XGBoost for Car Pricing | Fernando Borrero Granell

1. Introduction

Predicting the price of a second-hand car can be a tricky business, but with the help of machine learning and XGBoost, we’re here to make the process way, way easier. There’s no need to rely on chance or intuition when you have a model that can predict prices with a high degree of accuracy at your disposal. Thanks to the power of XGBoost we will learn how to avoid getting ripped off on our next used car purchase in Spain.

You can check the code here.

2. Materials

This project was developed using Python and several popular data processing and machine learning libraries. All the data was obtained through web scraping with the aid of the Beautiful Soup library and was then cleaned, analyzed and merged using pandas and numpy.
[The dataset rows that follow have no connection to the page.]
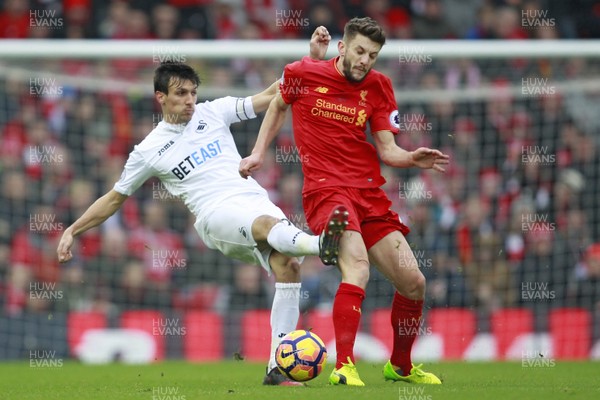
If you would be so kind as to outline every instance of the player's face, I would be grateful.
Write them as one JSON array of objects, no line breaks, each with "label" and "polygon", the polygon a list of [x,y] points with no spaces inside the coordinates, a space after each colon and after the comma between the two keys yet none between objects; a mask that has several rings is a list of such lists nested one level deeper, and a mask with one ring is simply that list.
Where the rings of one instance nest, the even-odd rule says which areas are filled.
[{"label": "player's face", "polygon": [[192,81],[171,79],[169,93],[157,93],[162,106],[163,120],[170,124],[187,124],[194,114],[198,87]]},{"label": "player's face", "polygon": [[375,65],[381,45],[357,34],[348,43],[340,42],[342,73],[350,82],[360,82]]}]

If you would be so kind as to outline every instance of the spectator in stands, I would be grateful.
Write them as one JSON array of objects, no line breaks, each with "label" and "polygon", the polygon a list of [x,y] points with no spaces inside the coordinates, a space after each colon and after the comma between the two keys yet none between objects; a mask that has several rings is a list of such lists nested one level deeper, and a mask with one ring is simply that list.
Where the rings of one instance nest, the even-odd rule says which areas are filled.
[{"label": "spectator in stands", "polygon": [[597,140],[591,135],[582,134],[575,141],[575,151],[571,157],[571,166],[584,179],[585,185],[580,191],[580,202],[588,210],[588,219],[593,227],[594,240],[600,239],[600,151]]},{"label": "spectator in stands", "polygon": [[410,15],[397,2],[367,0],[364,15],[379,21],[390,39],[412,39]]},{"label": "spectator in stands", "polygon": [[557,227],[559,240],[565,246],[568,265],[576,265],[585,255],[585,250],[591,246],[591,226],[585,210],[574,208],[568,211],[566,224]]},{"label": "spectator in stands", "polygon": [[527,222],[541,219],[534,214],[522,223],[525,257],[515,271],[519,304],[534,310],[537,330],[545,329],[551,307],[565,304],[570,272],[564,246],[556,240],[556,225],[551,220]]},{"label": "spectator in stands", "polygon": [[600,243],[590,245],[575,267],[575,298],[577,306],[600,316]]},{"label": "spectator in stands", "polygon": [[433,307],[467,307],[472,292],[467,285],[458,259],[439,249],[432,255],[433,268],[424,269],[427,278],[425,309]]},{"label": "spectator in stands", "polygon": [[112,0],[108,4],[105,19],[99,23],[100,37],[107,39],[122,37],[127,30],[130,11],[128,2]]},{"label": "spectator in stands", "polygon": [[446,130],[452,132],[441,138],[445,144],[443,151],[448,149],[453,164],[466,174],[466,191],[472,192],[479,183],[481,169],[480,139],[474,121],[465,116],[457,117],[453,127]]},{"label": "spectator in stands", "polygon": [[480,6],[487,5],[481,0],[443,0],[443,3],[444,17],[458,38],[464,38],[469,28],[475,26]]},{"label": "spectator in stands", "polygon": [[35,206],[28,178],[22,170],[8,169],[1,175],[0,246],[10,244],[15,232],[29,222]]},{"label": "spectator in stands", "polygon": [[474,306],[487,315],[515,304],[514,276],[502,251],[500,237],[495,233],[480,235],[473,245],[473,262],[465,265],[469,290]]},{"label": "spectator in stands", "polygon": [[131,261],[125,231],[108,224],[102,232],[100,252],[85,263],[85,282],[92,283],[100,291],[110,292],[119,285],[121,275]]},{"label": "spectator in stands", "polygon": [[128,247],[136,258],[142,260],[145,280],[170,287],[172,271],[186,268],[187,265],[181,237],[169,227],[167,214],[160,200],[144,204],[143,221],[144,224],[129,237]]},{"label": "spectator in stands", "polygon": [[566,122],[567,115],[562,112],[564,107],[563,95],[556,89],[554,94],[540,96],[535,99],[534,107],[540,112],[532,113],[532,137],[536,144],[546,146],[551,154],[557,154],[561,126]]},{"label": "spectator in stands", "polygon": [[267,281],[262,276],[261,267],[252,264],[239,264],[233,267],[233,282],[228,296],[228,310],[225,317],[227,329],[225,351],[227,354],[239,354],[241,348],[242,316],[246,310],[270,307]]},{"label": "spectator in stands", "polygon": [[477,11],[477,21],[465,34],[465,39],[491,39],[493,37],[496,10],[489,2]]},{"label": "spectator in stands", "polygon": [[506,159],[506,145],[513,114],[513,98],[509,82],[498,79],[492,82],[494,95],[486,100],[483,125],[481,127],[481,161],[483,167],[496,167]]},{"label": "spectator in stands", "polygon": [[152,9],[153,36],[159,40],[177,39],[179,10],[169,4],[157,4]]},{"label": "spectator in stands", "polygon": [[67,39],[90,39],[95,35],[91,3],[92,0],[63,1],[63,31]]},{"label": "spectator in stands", "polygon": [[[583,206],[581,196],[586,187],[584,176],[577,170],[565,168],[560,171],[552,192],[551,218],[558,226],[565,226],[568,212]],[[591,184],[591,183],[590,183]],[[591,212],[588,211],[588,212]]]},{"label": "spectator in stands", "polygon": [[492,38],[494,39],[527,39],[527,32],[521,26],[521,16],[516,8],[503,6],[496,9]]},{"label": "spectator in stands", "polygon": [[86,272],[81,261],[61,268],[61,277],[57,285],[61,299],[53,302],[54,311],[87,311],[93,308],[98,287],[96,282],[86,279]]},{"label": "spectator in stands", "polygon": [[31,29],[28,1],[5,0],[0,11],[0,38],[25,39]]},{"label": "spectator in stands", "polygon": [[[31,210],[29,221],[13,232],[8,274],[8,292],[12,298],[7,300],[11,312],[19,312],[28,303],[30,285],[36,282],[54,285],[59,280],[60,268],[52,247],[58,244],[62,229],[53,209],[38,205]],[[40,296],[39,300],[46,299]],[[48,307],[45,301],[32,305],[38,309]]]},{"label": "spectator in stands", "polygon": [[329,34],[333,38],[342,37],[343,26],[340,26],[342,22],[339,18],[340,12],[339,7],[336,7],[337,2],[325,2],[315,1],[310,5],[308,11],[308,28],[303,30],[303,36],[309,38],[310,35],[319,26],[326,26]]},{"label": "spectator in stands", "polygon": [[425,0],[422,14],[413,19],[413,36],[415,39],[456,38],[456,33],[445,19],[441,0]]},{"label": "spectator in stands", "polygon": [[481,70],[473,60],[463,58],[450,62],[446,69],[447,89],[477,89],[481,85]]},{"label": "spectator in stands", "polygon": [[229,294],[229,309],[235,311],[271,307],[267,280],[261,267],[252,264],[236,265],[233,269],[233,286]]},{"label": "spectator in stands", "polygon": [[145,270],[142,261],[132,260],[125,265],[114,294],[114,302],[121,310],[170,308],[171,293],[164,286],[148,282]]},{"label": "spectator in stands", "polygon": [[474,262],[477,238],[492,232],[489,215],[490,205],[486,204],[480,195],[470,193],[463,204],[454,236],[458,260],[462,266]]}]

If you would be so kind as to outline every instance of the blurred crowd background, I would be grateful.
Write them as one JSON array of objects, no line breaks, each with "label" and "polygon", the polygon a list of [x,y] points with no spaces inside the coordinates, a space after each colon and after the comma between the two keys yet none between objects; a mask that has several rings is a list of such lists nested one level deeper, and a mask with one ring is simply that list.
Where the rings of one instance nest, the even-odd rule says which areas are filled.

Scikit-learn library, TensorFlow and XGBoost were used for building the machine-learning models. These libraries are widely adopted in the field of machine learning and provide a comprehensive set of tools for implementing various machine learning algorithms and techniques.

3. Methods

The data for this project was obtained through web scraping over 350,000 car listings, including their prices and technical features. To improve performance, the “concurrent” library was used to compute functions in parallel, resulting in a speed increase of \(\times10\). The dataset was then cleaned to address missing and incorrectly-displayed values disguised as zeros in order to prevent misleading the model.

After obtaining the data, it underwent a thorough cleaning process. Null and NaN values were removed as it is impossible for any of the features to have a zero value. Categorical features were also unified, such as merging locations by autonomous communities, or specific colors (like ocean blue) to basic ones (blue). Likewise, feature normalization was performed to improve the performance while training the models.

In addition to data cleaning, a visual exploratory analysis was carried out to identify patterns within the data. To train the model, the dataset was divided into three parts: one for training, one for cross-validation (which also allowed for hyperparameter search), and one for testing. Finally, a pipeline was then created that evaluated various models (linear regression, KNN, Random Forest and XGBoost) through cross-validation, which allows us to choose the best one.

4. Visualizations

Exploratory data analysis provides insights and understanding of the underlying patterns and relationships within the data, enabling informed decisions for further analysis and modeling. That is why before building the model, I conducted some exploratory data analysis.

First I did an examination of the devaluation of cars over time. The mean price per age was visually represented in a bar plot, as we can see below:

Barplot: Devaluation of car prices through the pass of time.

With the insights gained from the bar plot, we can delve into more complex inquiries. For instance, do different car brands experience the same rate of depreciation? Do some brands maintain their value for a longer duration? By aggregating the data, we can uncover the answers to these questions and present them in a line plot, showcasing the top 5 popular brands (although the same can be done for a larger number of brands). The resulting visualization is presented below:

Lineplot: Devaluation of car prices by brand over time.

It is evident from the line plot that brands such as BMW tend to experience a faster rate of depreciation, particularly within the first four years. Specifically, a BMW loses more than 40% of its value from year one to year four, while brands like Audi, Volkswagen, and Mercedes may take up to six or eight years to incur the same relative decrease.

To wrap up, I am plotting a final map displaying the regional car prices throughout the country. The prices are not uniform, and you might think that it’s better to buy a car in a low-price zone, but it could also mean that there’s a difference in average quality. These questions are hard to answer without performing a long analysis, however, by using our model we can quickly compare different options and see how it affects the price.

Choropleth map: Average second-hand car prices per region.

5. Results

The pipeline gave me an initial clue into which were the top models for the project. Next, I selected the best ones and optimized their hyperparameters through a randomized grid search, where XGBoost excelled and emerged as the winner. Its score was comparable to models like Random Forest or the Neural Network, but it boasts greater efficiency and faster training times. The chosen model was then trained and evaluated, providing an estimate of the real error. Specifically, the test data produced a remarkable R2 value of 0.92.

The car price prediction model is now live and ready to assist you in all your car-buying adventures. Try it out!

In conclusion, this project aimed to gather and analyze data on used cars in Spain. The data was collected through web scraping and analyzed using various statistical methods and machine learning techniques. The results showed strong correlation between the price and various features such as age, mileage or horsepowerof the cars. Additionally, the analysis revealed that XGBoost was the best model for predicting the prices. These findings provide valuable insights for both car sellers and buyers on the Spanish market.

6. References

The data for this project was obtained through web scraping from coches.com, a popular Spanish website for buying used cars. The web scraping was performed using the BeautifulSoup and Requests libraries in Python.

7. License

This project is licensed under the MIT License, which permits the use, distribution, and modification of the code and materials with proper attribution and the sharing of any modifications made under the same license.